Felix Kuhn obtained a bachelor’s degree in physics at the University of Würzburg in 2018. In 2021 he completed the master’s program Integrative Neuroscience at the Otto von Guericke University in Magdeburg. He did his master’s thesis in the research group Comparative Neuroscience at the Leibniz Institute for Neurobiology before he joined the department of Cellular Neuroscience for his PhD project.

Our Research

In our experimental approach we use transgenic mice with AD specific hallmarks, such as the accumulation of amyloid beta plaques.
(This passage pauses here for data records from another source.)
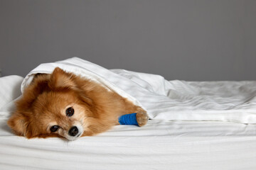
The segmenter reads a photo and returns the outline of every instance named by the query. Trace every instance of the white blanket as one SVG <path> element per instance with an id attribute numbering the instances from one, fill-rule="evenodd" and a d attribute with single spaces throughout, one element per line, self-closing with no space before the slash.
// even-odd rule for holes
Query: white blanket
<path id="1" fill-rule="evenodd" d="M 24 79 L 21 91 L 36 73 L 55 67 L 96 81 L 142 106 L 151 119 L 256 123 L 256 81 L 168 81 L 164 77 L 123 69 L 107 69 L 78 57 L 46 63 Z"/>

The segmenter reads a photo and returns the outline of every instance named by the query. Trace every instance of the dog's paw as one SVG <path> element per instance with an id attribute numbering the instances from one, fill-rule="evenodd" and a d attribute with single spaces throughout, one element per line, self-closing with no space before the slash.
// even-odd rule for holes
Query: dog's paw
<path id="1" fill-rule="evenodd" d="M 138 112 L 136 114 L 136 119 L 137 120 L 139 126 L 144 126 L 144 125 L 146 124 L 149 120 L 149 116 L 146 114 L 146 111 Z"/>

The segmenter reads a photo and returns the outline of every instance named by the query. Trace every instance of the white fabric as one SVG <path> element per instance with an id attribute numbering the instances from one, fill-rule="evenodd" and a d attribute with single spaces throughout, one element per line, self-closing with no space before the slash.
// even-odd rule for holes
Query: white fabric
<path id="1" fill-rule="evenodd" d="M 159 75 L 109 70 L 73 57 L 39 65 L 24 79 L 21 89 L 29 84 L 34 74 L 50 73 L 55 67 L 97 81 L 142 104 L 151 119 L 256 123 L 255 81 L 168 81 Z"/>
<path id="2" fill-rule="evenodd" d="M 147 77 L 146 74 L 139 74 Z M 18 86 L 20 78 L 16 78 L 17 80 L 8 79 L 4 82 Z M 201 89 L 223 83 L 228 86 L 245 86 L 245 82 L 238 81 L 170 81 L 171 84 L 174 82 Z M 168 90 L 164 89 L 169 87 L 159 88 L 161 84 L 156 81 L 148 88 L 168 94 Z M 2 88 L 2 84 L 0 86 Z M 250 89 L 247 86 L 247 90 Z M 19 90 L 9 92 L 0 96 L 0 100 L 13 98 L 13 92 L 17 93 L 16 96 L 21 94 Z M 228 96 L 219 94 L 222 95 Z M 14 105 L 11 104 L 13 103 L 8 104 L 11 107 L 5 105 L 0 108 L 0 169 L 256 169 L 255 125 L 149 120 L 142 128 L 118 125 L 100 135 L 84 137 L 73 142 L 59 138 L 27 140 L 14 135 L 6 125 L 14 110 Z"/>
<path id="3" fill-rule="evenodd" d="M 9 108 L 12 101 L 21 94 L 21 84 L 23 78 L 20 76 L 8 76 L 0 79 L 0 110 Z M 1 115 L 1 113 L 0 113 Z"/>

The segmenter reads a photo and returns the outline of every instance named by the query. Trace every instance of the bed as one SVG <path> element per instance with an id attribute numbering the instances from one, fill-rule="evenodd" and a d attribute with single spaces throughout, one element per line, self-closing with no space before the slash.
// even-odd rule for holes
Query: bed
<path id="1" fill-rule="evenodd" d="M 256 81 L 166 81 L 158 75 L 110 71 L 137 82 L 139 78 L 149 82 L 154 76 L 151 83 L 161 81 L 165 95 L 176 103 L 168 103 L 167 110 L 160 105 L 149 108 L 151 119 L 142 128 L 117 125 L 73 142 L 27 140 L 14 135 L 6 125 L 26 81 L 1 77 L 0 169 L 256 169 Z M 159 86 L 139 86 L 163 91 Z"/>

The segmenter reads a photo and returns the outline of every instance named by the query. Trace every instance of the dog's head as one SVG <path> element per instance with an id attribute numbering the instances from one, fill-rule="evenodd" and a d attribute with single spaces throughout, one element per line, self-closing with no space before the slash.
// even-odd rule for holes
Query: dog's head
<path id="1" fill-rule="evenodd" d="M 97 118 L 92 101 L 80 87 L 78 77 L 56 68 L 51 74 L 37 76 L 16 103 L 8 125 L 28 138 L 61 137 L 76 140 L 90 135 Z M 84 87 L 83 87 L 84 88 Z M 93 132 L 91 132 L 93 135 Z"/>

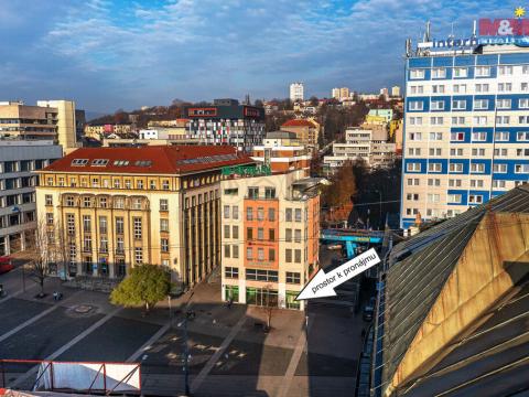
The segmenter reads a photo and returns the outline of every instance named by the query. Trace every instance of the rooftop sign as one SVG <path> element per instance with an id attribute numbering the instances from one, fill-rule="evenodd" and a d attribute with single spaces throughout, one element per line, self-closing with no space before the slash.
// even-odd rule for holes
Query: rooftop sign
<path id="1" fill-rule="evenodd" d="M 529 19 L 481 19 L 479 44 L 515 44 L 529 46 Z"/>
<path id="2" fill-rule="evenodd" d="M 271 175 L 272 171 L 270 165 L 259 164 L 259 165 L 231 165 L 223 167 L 220 169 L 222 175 L 231 176 L 261 176 L 261 175 Z"/>

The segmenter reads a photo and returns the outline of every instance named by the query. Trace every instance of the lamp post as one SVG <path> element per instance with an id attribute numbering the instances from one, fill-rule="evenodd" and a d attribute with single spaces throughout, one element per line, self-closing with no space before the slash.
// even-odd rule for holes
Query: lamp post
<path id="1" fill-rule="evenodd" d="M 191 292 L 190 298 L 187 298 L 187 302 L 184 305 L 184 320 L 179 324 L 184 328 L 184 396 L 191 396 L 188 367 L 190 347 L 187 345 L 187 308 L 190 307 L 191 298 L 193 298 L 194 293 L 195 292 Z"/>
<path id="2" fill-rule="evenodd" d="M 382 221 L 382 192 L 380 192 L 378 189 L 375 192 L 378 193 L 378 211 L 380 214 L 380 219 L 378 221 L 378 227 L 380 228 L 380 223 Z"/>

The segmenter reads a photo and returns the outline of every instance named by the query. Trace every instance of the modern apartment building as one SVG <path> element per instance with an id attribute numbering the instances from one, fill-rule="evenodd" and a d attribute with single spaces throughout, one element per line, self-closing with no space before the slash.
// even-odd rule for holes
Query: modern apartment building
<path id="1" fill-rule="evenodd" d="M 509 40 L 429 40 L 413 52 L 409 43 L 403 228 L 418 214 L 451 217 L 528 181 L 529 49 L 501 43 Z"/>
<path id="2" fill-rule="evenodd" d="M 191 286 L 220 262 L 222 168 L 233 147 L 83 148 L 39 171 L 37 214 L 64 233 L 68 276 L 162 265 Z"/>
<path id="3" fill-rule="evenodd" d="M 320 196 L 302 171 L 220 182 L 224 300 L 303 309 L 319 269 Z"/>
<path id="4" fill-rule="evenodd" d="M 35 171 L 62 154 L 51 140 L 0 140 L 0 256 L 31 246 L 36 226 Z"/>
<path id="5" fill-rule="evenodd" d="M 304 98 L 303 90 L 303 83 L 292 83 L 290 85 L 290 100 L 292 100 L 293 103 L 302 101 Z"/>
<path id="6" fill-rule="evenodd" d="M 369 167 L 387 167 L 395 158 L 396 144 L 388 142 L 386 126 L 364 125 L 347 128 L 345 143 L 333 143 L 333 155 L 325 155 L 323 165 L 328 175 L 347 161 L 363 159 Z"/>
<path id="7" fill-rule="evenodd" d="M 281 125 L 281 131 L 294 132 L 306 147 L 317 148 L 321 126 L 311 119 L 292 119 Z"/>
<path id="8" fill-rule="evenodd" d="M 39 100 L 0 103 L 0 137 L 3 139 L 53 140 L 64 151 L 77 148 L 75 103 Z"/>
<path id="9" fill-rule="evenodd" d="M 201 144 L 228 144 L 250 152 L 264 137 L 264 109 L 239 105 L 236 99 L 215 99 L 213 105 L 184 109 L 187 138 Z"/>
<path id="10" fill-rule="evenodd" d="M 304 176 L 311 172 L 309 150 L 300 142 L 294 132 L 268 132 L 261 146 L 255 146 L 251 158 L 266 164 L 272 173 L 302 170 Z"/>

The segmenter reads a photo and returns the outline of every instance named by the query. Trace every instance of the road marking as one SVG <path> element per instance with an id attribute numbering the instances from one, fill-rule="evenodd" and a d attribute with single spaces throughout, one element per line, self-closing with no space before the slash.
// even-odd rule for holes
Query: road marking
<path id="1" fill-rule="evenodd" d="M 68 300 L 73 299 L 75 296 L 79 294 L 80 291 L 77 291 L 75 292 L 74 294 L 72 294 L 71 297 L 68 297 L 67 299 L 65 299 L 63 301 L 63 304 L 66 303 Z M 17 332 L 19 332 L 20 330 L 26 328 L 28 325 L 31 325 L 33 324 L 35 321 L 42 319 L 44 315 L 47 315 L 50 314 L 51 312 L 53 312 L 54 310 L 58 309 L 58 308 L 62 308 L 63 305 L 60 305 L 60 304 L 55 304 L 53 307 L 51 307 L 50 309 L 46 309 L 44 310 L 42 313 L 39 313 L 34 316 L 32 316 L 31 319 L 29 319 L 28 321 L 23 322 L 22 324 L 20 324 L 19 326 L 15 326 L 14 329 L 12 329 L 11 331 L 8 331 L 6 332 L 3 335 L 0 336 L 0 342 L 7 340 L 9 336 L 15 334 Z"/>
<path id="2" fill-rule="evenodd" d="M 133 363 L 136 362 L 147 350 L 147 347 L 149 347 L 150 345 L 152 345 L 154 342 L 156 342 L 160 337 L 162 337 L 162 335 L 168 332 L 169 328 L 171 326 L 171 323 L 166 323 L 165 325 L 163 325 L 160 330 L 156 331 L 156 333 L 154 335 L 152 335 L 149 341 L 147 341 L 145 343 L 143 343 L 141 345 L 140 348 L 138 348 L 134 353 L 132 353 L 132 355 L 127 358 L 127 363 Z"/>
<path id="3" fill-rule="evenodd" d="M 17 291 L 17 292 L 14 292 L 14 293 L 10 293 L 10 294 L 8 294 L 6 298 L 0 299 L 0 303 L 7 302 L 7 301 L 10 300 L 10 299 L 20 297 L 22 293 L 25 293 L 26 291 L 29 291 L 30 289 L 35 288 L 36 286 L 37 286 L 36 283 L 33 283 L 33 285 L 31 285 L 30 287 L 26 287 L 26 288 L 25 288 L 25 291 L 24 291 L 23 289 L 21 289 L 20 291 Z"/>
<path id="4" fill-rule="evenodd" d="M 220 347 L 218 347 L 218 350 L 215 352 L 215 354 L 209 358 L 209 361 L 206 363 L 206 365 L 204 366 L 204 368 L 202 368 L 201 373 L 196 376 L 196 378 L 193 380 L 193 383 L 191 384 L 191 391 L 192 393 L 195 393 L 202 385 L 202 383 L 204 382 L 204 379 L 206 378 L 206 376 L 209 374 L 209 372 L 213 369 L 215 363 L 218 361 L 218 358 L 220 358 L 220 356 L 223 355 L 224 351 L 229 346 L 229 344 L 231 343 L 231 341 L 235 339 L 235 335 L 237 335 L 237 333 L 240 331 L 240 329 L 242 328 L 244 323 L 246 322 L 246 315 L 244 315 L 238 322 L 237 324 L 235 324 L 235 326 L 231 329 L 231 331 L 229 332 L 228 336 L 226 336 L 226 339 L 223 341 L 223 343 L 220 344 Z"/>
<path id="5" fill-rule="evenodd" d="M 79 291 L 82 292 L 82 291 Z M 105 315 L 102 319 L 100 319 L 99 321 L 97 321 L 96 323 L 91 324 L 88 329 L 86 329 L 85 331 L 83 331 L 80 334 L 78 334 L 77 336 L 75 336 L 72 341 L 69 341 L 68 343 L 66 343 L 65 345 L 63 345 L 62 347 L 60 347 L 58 350 L 56 350 L 55 352 L 53 352 L 52 354 L 50 354 L 46 358 L 44 358 L 44 361 L 53 361 L 55 360 L 56 357 L 58 357 L 61 354 L 63 354 L 64 352 L 66 352 L 68 348 L 71 348 L 73 345 L 75 345 L 76 343 L 80 342 L 83 339 L 85 339 L 86 336 L 88 336 L 90 333 L 93 333 L 94 331 L 96 331 L 99 326 L 101 326 L 102 324 L 105 324 L 108 320 L 110 320 L 112 316 L 115 316 L 117 313 L 119 313 L 122 309 L 121 308 L 117 308 L 115 310 L 112 310 L 110 313 L 108 313 L 107 315 Z M 39 369 L 39 366 L 34 366 L 33 368 L 31 368 L 30 371 L 28 371 L 25 374 L 19 376 L 17 378 L 17 380 L 14 380 L 10 386 L 11 387 L 15 387 L 20 384 L 22 384 L 23 382 L 28 380 L 32 375 L 36 374 L 36 371 Z"/>
<path id="6" fill-rule="evenodd" d="M 288 396 L 290 385 L 292 384 L 292 379 L 295 374 L 295 368 L 298 368 L 298 364 L 300 363 L 301 355 L 303 354 L 303 350 L 306 345 L 306 332 L 310 331 L 313 322 L 309 322 L 309 330 L 302 332 L 300 337 L 298 339 L 298 343 L 295 345 L 294 353 L 290 358 L 289 366 L 287 372 L 284 373 L 283 382 L 281 382 L 281 389 L 278 393 L 278 397 L 285 397 Z M 309 354 L 309 351 L 306 352 Z"/>

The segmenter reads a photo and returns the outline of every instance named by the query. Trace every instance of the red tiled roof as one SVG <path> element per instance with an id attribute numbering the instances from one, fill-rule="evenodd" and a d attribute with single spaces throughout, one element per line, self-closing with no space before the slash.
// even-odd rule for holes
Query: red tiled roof
<path id="1" fill-rule="evenodd" d="M 223 158 L 224 155 L 224 158 Z M 85 165 L 73 165 L 75 159 L 88 160 Z M 108 160 L 95 165 L 96 159 Z M 118 165 L 118 161 L 128 161 Z M 137 162 L 151 163 L 141 165 Z M 225 165 L 255 163 L 247 154 L 237 153 L 229 146 L 145 146 L 139 148 L 82 148 L 56 160 L 43 171 L 88 173 L 162 173 L 180 174 L 205 171 Z"/>
<path id="2" fill-rule="evenodd" d="M 314 127 L 314 124 L 305 119 L 293 119 L 283 122 L 281 127 Z"/>

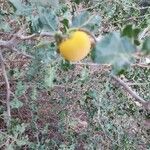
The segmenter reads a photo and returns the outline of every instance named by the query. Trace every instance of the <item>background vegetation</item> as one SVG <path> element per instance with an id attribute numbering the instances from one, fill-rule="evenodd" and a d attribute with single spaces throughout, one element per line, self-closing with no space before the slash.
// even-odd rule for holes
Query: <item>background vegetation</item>
<path id="1" fill-rule="evenodd" d="M 149 24 L 148 0 L 0 0 L 0 149 L 149 150 Z M 97 43 L 70 63 L 75 27 Z"/>

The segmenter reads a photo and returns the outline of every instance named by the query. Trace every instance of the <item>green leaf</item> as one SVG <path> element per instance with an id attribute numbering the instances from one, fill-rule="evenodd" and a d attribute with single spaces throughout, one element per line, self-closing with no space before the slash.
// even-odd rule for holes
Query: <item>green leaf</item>
<path id="1" fill-rule="evenodd" d="M 142 46 L 142 51 L 144 52 L 144 54 L 150 54 L 150 37 L 147 37 L 144 40 L 143 46 Z"/>
<path id="2" fill-rule="evenodd" d="M 32 13 L 32 7 L 23 4 L 21 0 L 9 0 L 9 2 L 13 5 L 13 8 L 15 9 L 15 14 L 17 15 L 25 16 Z"/>
<path id="3" fill-rule="evenodd" d="M 15 109 L 15 108 L 18 109 L 18 108 L 21 108 L 23 106 L 23 103 L 15 98 L 10 102 L 10 106 L 12 109 Z"/>
<path id="4" fill-rule="evenodd" d="M 56 31 L 58 29 L 58 18 L 53 11 L 39 7 L 38 15 L 31 16 L 30 28 L 32 32 Z"/>
<path id="5" fill-rule="evenodd" d="M 111 64 L 113 71 L 118 73 L 133 61 L 132 53 L 135 50 L 127 37 L 121 37 L 118 32 L 112 32 L 97 42 L 92 58 L 96 63 Z"/>
<path id="6" fill-rule="evenodd" d="M 91 15 L 85 11 L 73 17 L 72 27 L 87 28 L 90 31 L 94 31 L 99 28 L 100 23 L 101 17 L 99 15 Z"/>
<path id="7" fill-rule="evenodd" d="M 70 69 L 74 69 L 74 67 L 75 67 L 75 65 L 71 64 L 67 60 L 62 60 L 61 61 L 61 69 L 63 69 L 64 71 L 68 71 Z"/>

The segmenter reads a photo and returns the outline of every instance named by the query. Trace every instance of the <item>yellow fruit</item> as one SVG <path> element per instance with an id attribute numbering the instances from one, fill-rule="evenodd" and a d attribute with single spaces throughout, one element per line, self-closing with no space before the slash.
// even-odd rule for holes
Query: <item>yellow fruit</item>
<path id="1" fill-rule="evenodd" d="M 74 31 L 59 44 L 60 54 L 68 61 L 80 61 L 90 52 L 91 40 L 84 31 Z"/>

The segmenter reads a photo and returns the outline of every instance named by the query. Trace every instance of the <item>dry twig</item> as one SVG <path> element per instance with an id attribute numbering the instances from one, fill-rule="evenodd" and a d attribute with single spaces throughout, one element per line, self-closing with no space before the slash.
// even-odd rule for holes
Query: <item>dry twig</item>
<path id="1" fill-rule="evenodd" d="M 5 83 L 6 83 L 6 90 L 7 90 L 7 95 L 6 95 L 6 105 L 7 105 L 7 126 L 10 125 L 10 120 L 11 120 L 11 111 L 10 111 L 10 84 L 9 84 L 9 80 L 7 77 L 7 72 L 6 72 L 6 68 L 5 68 L 5 64 L 4 64 L 4 58 L 2 55 L 2 52 L 0 51 L 0 62 L 1 62 L 1 68 L 2 68 L 2 73 L 5 79 Z"/>

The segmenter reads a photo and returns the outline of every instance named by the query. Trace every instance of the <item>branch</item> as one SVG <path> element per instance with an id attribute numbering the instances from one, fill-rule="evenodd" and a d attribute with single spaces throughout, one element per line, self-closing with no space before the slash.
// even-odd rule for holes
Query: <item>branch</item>
<path id="1" fill-rule="evenodd" d="M 7 90 L 7 95 L 6 95 L 6 105 L 7 105 L 7 116 L 8 116 L 8 120 L 7 120 L 7 126 L 10 125 L 10 120 L 11 120 L 11 111 L 10 111 L 10 84 L 9 84 L 9 80 L 7 77 L 7 72 L 6 72 L 6 68 L 5 68 L 5 64 L 4 64 L 4 58 L 3 55 L 0 51 L 0 62 L 1 62 L 1 68 L 2 68 L 2 73 L 5 79 L 5 84 L 6 84 L 6 90 Z"/>
<path id="2" fill-rule="evenodd" d="M 149 109 L 150 104 L 147 101 L 145 101 L 142 97 L 140 97 L 135 91 L 133 91 L 131 87 L 129 87 L 123 80 L 121 80 L 120 78 L 114 75 L 111 75 L 111 77 L 112 79 L 114 79 L 116 82 L 118 82 L 120 85 L 124 87 L 124 89 L 135 99 L 134 100 L 135 102 L 138 102 L 142 104 L 144 108 Z"/>

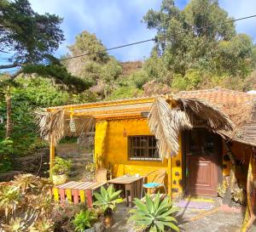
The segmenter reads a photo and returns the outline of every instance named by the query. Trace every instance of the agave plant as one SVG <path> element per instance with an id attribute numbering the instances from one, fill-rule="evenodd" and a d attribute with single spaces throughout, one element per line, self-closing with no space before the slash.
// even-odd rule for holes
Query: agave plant
<path id="1" fill-rule="evenodd" d="M 25 193 L 27 190 L 38 189 L 40 184 L 40 178 L 32 174 L 18 174 L 15 176 L 13 184 L 21 189 Z"/>
<path id="2" fill-rule="evenodd" d="M 153 201 L 149 195 L 146 195 L 146 202 L 135 199 L 136 209 L 131 211 L 129 220 L 136 222 L 137 226 L 146 227 L 150 232 L 164 232 L 169 228 L 179 231 L 177 220 L 172 214 L 177 212 L 177 208 L 172 207 L 169 198 L 160 201 L 160 194 Z"/>
<path id="3" fill-rule="evenodd" d="M 51 219 L 42 218 L 38 219 L 34 224 L 30 227 L 29 232 L 53 232 L 54 223 Z"/>
<path id="4" fill-rule="evenodd" d="M 94 194 L 97 201 L 93 205 L 102 207 L 105 214 L 111 214 L 115 210 L 116 204 L 123 202 L 120 197 L 121 191 L 115 191 L 112 184 L 108 190 L 102 186 L 101 193 Z"/>
<path id="5" fill-rule="evenodd" d="M 84 232 L 86 229 L 91 228 L 91 222 L 96 219 L 96 217 L 89 210 L 81 211 L 75 216 L 73 221 L 75 226 L 75 231 Z"/>
<path id="6" fill-rule="evenodd" d="M 27 228 L 26 221 L 21 218 L 11 218 L 9 224 L 2 224 L 2 229 L 5 232 L 26 232 Z"/>
<path id="7" fill-rule="evenodd" d="M 14 185 L 0 186 L 0 211 L 4 211 L 5 217 L 12 213 L 21 199 L 20 189 Z"/>

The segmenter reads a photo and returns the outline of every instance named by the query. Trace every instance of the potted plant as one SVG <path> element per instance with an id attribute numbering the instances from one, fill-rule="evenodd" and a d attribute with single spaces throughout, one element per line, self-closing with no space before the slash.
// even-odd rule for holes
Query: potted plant
<path id="1" fill-rule="evenodd" d="M 146 202 L 135 199 L 136 209 L 131 210 L 129 220 L 135 222 L 136 226 L 143 228 L 143 231 L 164 232 L 171 229 L 172 231 L 179 231 L 177 220 L 172 214 L 177 209 L 172 207 L 169 197 L 160 201 L 160 194 L 153 201 L 148 194 L 146 195 Z"/>
<path id="2" fill-rule="evenodd" d="M 89 210 L 80 211 L 79 213 L 75 215 L 73 221 L 75 226 L 75 231 L 78 232 L 95 232 L 95 229 L 91 224 L 96 218 Z"/>
<path id="3" fill-rule="evenodd" d="M 101 192 L 94 194 L 96 201 L 93 205 L 102 209 L 104 212 L 103 223 L 106 228 L 113 224 L 113 212 L 116 208 L 116 204 L 123 202 L 123 199 L 120 197 L 121 191 L 115 191 L 111 184 L 108 190 L 102 186 Z"/>
<path id="4" fill-rule="evenodd" d="M 54 184 L 62 184 L 67 181 L 67 176 L 72 167 L 71 161 L 56 156 L 52 168 L 52 181 Z"/>

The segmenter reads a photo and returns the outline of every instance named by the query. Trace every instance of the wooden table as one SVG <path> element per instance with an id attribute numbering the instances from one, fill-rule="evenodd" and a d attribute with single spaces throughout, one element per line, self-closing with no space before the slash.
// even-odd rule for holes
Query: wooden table
<path id="1" fill-rule="evenodd" d="M 54 198 L 61 202 L 67 199 L 75 204 L 86 201 L 88 207 L 91 207 L 93 192 L 99 190 L 104 184 L 106 183 L 69 181 L 53 188 Z"/>
<path id="2" fill-rule="evenodd" d="M 134 198 L 141 199 L 143 178 L 144 176 L 136 177 L 125 175 L 108 180 L 108 183 L 114 184 L 116 190 L 121 190 L 121 187 L 124 186 L 126 205 L 131 206 Z"/>

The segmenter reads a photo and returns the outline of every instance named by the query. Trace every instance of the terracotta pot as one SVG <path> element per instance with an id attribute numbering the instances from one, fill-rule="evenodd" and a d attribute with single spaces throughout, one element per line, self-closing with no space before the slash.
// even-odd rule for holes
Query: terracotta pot
<path id="1" fill-rule="evenodd" d="M 91 227 L 90 229 L 84 229 L 84 232 L 95 232 L 95 229 L 94 229 L 94 227 Z"/>
<path id="2" fill-rule="evenodd" d="M 52 175 L 52 181 L 55 185 L 65 184 L 67 181 L 67 175 Z"/>
<path id="3" fill-rule="evenodd" d="M 113 214 L 108 214 L 104 217 L 103 219 L 104 226 L 108 229 L 113 226 Z"/>

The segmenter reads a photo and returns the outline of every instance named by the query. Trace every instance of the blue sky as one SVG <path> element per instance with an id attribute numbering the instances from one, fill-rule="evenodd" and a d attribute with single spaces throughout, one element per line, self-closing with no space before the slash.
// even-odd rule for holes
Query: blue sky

We use fluorescence in-situ hybridization of cell type specific mRNA to identify differences in the prevalence and distribution of different molecular cell types between wild type and transgenic animals. With two-photon in vivo calcium imaging we are further able to image the activity of hundreds of neurons in the hippocampus of the animals while they are performing in a spatial memory task. Machine learning based analysis techniques allow us to find correlations between pathological behavior and impaired neuronal activity. We also investigate to which extend the transgenic animals allocate cognitive resources to compensate for the impairment of specific hippocampal circuitries.

Locomotion is known to alter HC activity in rodents. In a translational approach we study whether locomotion has the potential to regulate HC theta activity and leads to improvement of memory capacity in human subjects. The notion that motion and cognition are densely linked dates back to the astonishingly modern Peripatetic school of philosophy in ancient Greece. A central claim is that exercise can improve memory, attention, and help people think creatively. Unfortunately, only a few behavioral studies in humans showed that walking is associated with better performance in divergent thinking. However, the neurophysiological mechanisms at the functional neural network level are still unclear.

The aims of our research

The aim of our research is to investigate whether and how motion can affect the encoding of information into memory and retrieval of memory content and how neural network activity enables this motion and cognition interaction. Utilizing the exquisite temporal and spectral resolution of non-invasive magnetoencephalographic and invasive electrocorticographic recordings we seek to delineate the neuronal mechanisms.